生活保護利用者は現在、約210万人(約163万5000世帯)いるが、それは本来受け取る権利のある人の15%か16%。多く見積もって2割程度だとされる。欧米ではその捕捉率が50%以上あり、ドイツは70%以上、英国は80%を超えているという。その名称も「連帯所得」(フランス)、「基礎生活保障」(韓国)などで、国から恩恵や施しを受けているような印象を与える「保護」の語を使用している国はないとされる。
しかも、安倍政権になって生活保護費の切り下げが続く。2013年、14年、15年に続き、18年10月から3年間かけて生活保護費が段階的に引き下げられる。「人間の尊厳と命を削るものだ」として全国で訴訟が提起されている。
日弁連は08年に生活保護法の改正要綱案をまとめ、今回これを11年ぶりに改定。

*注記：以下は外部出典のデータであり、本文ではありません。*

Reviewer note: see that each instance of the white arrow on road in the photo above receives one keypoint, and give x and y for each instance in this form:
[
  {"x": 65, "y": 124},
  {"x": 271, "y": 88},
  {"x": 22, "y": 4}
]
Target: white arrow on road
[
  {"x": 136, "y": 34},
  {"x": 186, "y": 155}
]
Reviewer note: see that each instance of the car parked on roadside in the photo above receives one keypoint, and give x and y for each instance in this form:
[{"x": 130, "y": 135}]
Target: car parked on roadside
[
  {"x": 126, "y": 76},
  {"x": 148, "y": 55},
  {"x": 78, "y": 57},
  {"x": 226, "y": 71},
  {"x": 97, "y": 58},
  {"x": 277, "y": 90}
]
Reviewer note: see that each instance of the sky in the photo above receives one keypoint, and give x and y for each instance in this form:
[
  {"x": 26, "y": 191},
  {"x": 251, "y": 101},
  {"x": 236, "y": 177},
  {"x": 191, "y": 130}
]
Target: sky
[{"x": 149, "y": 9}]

集会では改定版の内容を日弁連の貧困問題対策本部事務局次長・森弘典弁護士が説明。名称を「生活保障法」に変更し、行政側の「水際作戦」を不可能にする制度的保障を設け、ケースワーカー1人当たりの担当世帯数を削減するなどといった改定のポイントをアピールした。
大阪市立大学大学院准教授の五石敬路さんは、かつては日本と同じ「生活保護法」だった韓国の「国民基礎生活保障法」における受給漏れをなくす取り組みを紹介。立命館大学准教授でケースワーカーの実務経験がある桜井啓太さんは日本のケースワーカーの実情と改革の必要性について報告した。
集会には複数の野党国会議員も駆けつけ、“排除と切り捨て”の政治を変える必要性を訴えた。